Este romance mistura muito bem o presente com o passado. Para além de ficção inclui factos históricos. Aprende-se muito com este livro. Os portugueses, que poderiam nem pensar nisso, ou sentirem-se redimidos com o passado histórico, da descrição d’Os Lusíadas’ de Camões que exalta a epopeia portuguesa pelos mares. Um nobre povo, quase à semelhança do povo judeu, o escolhido, põe a descoberto o lado negro do “achamento” do Brasil. Coloca o dedo na ferida e coloca sal em vez de bálsamo. Esta visão fria e crua do nosso passado colonial, de um país colonizador à força, é muito pouco comum quando é uma portuguesa a fazê-lo. Alexandra, é por isso, uma das poucas.  Faz-nos (re)lembrar os índios que nós matámos e os milhões de africanos que tirámos de África e que escravizámos e que estão apagados da maioria dos manuais escolares.  Nós que exaltamos os nossos descobridores e navegadores mundo desconhecido adentro, aprendemos (apenas) que a História de Portugal é só triunfo, ousadia e audácia. E este livro traz, relatos verdadeiros. Eu que sou cientista, que leio muitos ensaios, romances e biografias mas que não leio muito sobre história, fiquei chocada com o que li do Vasco da Gama que está ao lado de Camões nos Jerónimos. Nós que aprendemos desde sempre que a nossa colonização tinha sido a melhor, que nos misturamos, que criamos a miscigenação, que criamos uma nova raça, os mulatos, não foi isso. Pouco nos questionamos que essa mistura foi com toda a certeza feita à força assim como os militares da Guerra Colonial no Ultramar abusavam e violavam nativas (obviamente) sem o seu consentimento. Isso são os factos que ninguém quer falar. Aquilo que ficou morto e enterrado e que ninguém quer trazer à luz do presente com a desculpa que ninguém tem culpa dos erros dos nossos antepassados.

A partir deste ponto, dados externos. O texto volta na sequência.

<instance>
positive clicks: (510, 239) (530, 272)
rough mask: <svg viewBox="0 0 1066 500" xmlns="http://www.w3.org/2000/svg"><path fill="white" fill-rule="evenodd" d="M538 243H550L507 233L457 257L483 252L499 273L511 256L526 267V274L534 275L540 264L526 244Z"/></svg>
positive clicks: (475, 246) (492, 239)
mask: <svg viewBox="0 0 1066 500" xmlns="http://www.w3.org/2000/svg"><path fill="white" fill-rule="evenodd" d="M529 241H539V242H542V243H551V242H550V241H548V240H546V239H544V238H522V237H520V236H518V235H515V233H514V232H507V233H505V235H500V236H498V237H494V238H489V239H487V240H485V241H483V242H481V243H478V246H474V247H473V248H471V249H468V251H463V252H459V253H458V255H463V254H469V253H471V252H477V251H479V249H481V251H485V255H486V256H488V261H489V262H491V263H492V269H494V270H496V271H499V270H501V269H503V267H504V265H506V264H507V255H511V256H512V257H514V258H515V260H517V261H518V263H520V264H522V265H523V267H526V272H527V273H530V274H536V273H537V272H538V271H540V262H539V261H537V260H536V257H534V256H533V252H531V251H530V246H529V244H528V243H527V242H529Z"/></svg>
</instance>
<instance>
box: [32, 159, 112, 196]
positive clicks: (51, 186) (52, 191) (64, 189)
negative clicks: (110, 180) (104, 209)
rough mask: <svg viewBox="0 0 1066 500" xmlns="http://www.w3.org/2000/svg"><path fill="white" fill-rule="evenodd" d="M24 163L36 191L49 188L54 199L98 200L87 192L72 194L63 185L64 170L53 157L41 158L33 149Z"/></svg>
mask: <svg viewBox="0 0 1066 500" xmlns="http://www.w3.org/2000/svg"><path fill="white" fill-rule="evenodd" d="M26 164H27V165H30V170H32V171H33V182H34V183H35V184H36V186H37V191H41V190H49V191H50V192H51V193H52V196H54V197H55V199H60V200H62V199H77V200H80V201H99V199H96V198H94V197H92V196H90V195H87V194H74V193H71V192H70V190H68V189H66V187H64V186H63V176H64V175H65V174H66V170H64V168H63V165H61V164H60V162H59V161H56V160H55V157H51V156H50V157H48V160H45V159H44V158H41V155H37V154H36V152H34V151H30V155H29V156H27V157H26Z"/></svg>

Este romance mostra que há sempre novas possibilidades de se olhar o mundo. As múltiplas possibilidades. O que me surpreende é a base teórica, bibliográfica e factual deste livro. Não se trata de um romance que se limita à voz da imaginação mas aos factos históricos negros e crus. Faz-nos pensar (tanto). Quem sabe redimir dos nossos pecados, tão judaico-cristãos?

Para quem como eu, não conhece o Rio e apenas o imagina, fica ainda com mais vontade. Parece uma cidade imprevisível, caótica, inesperada onde a alegria está (sempre) à espera de acontecer.

E este romance que insinua um apocalipse, e uma das personagens diz “que nunca acontecerá aqui”, mesmo quando tudo parece perdido, quando se elege um Prefeito evangélico que acredita no criacionismo, achamos que tudo está (mesmo) perdido e que não terá solução. Mas é o contrário, esta cidade (Rio) e este país (Brasil), são sobreviventes, reaprendem e renascem sempre reinventando-se. E agora, que escrevo numa altura em que a eleição Trump parece ser o apocalipse temos a esperança que ao contrário da música que diz “anunciaram e garantiram que o mundo ia se acabar”, o mundo não acabe (de vez).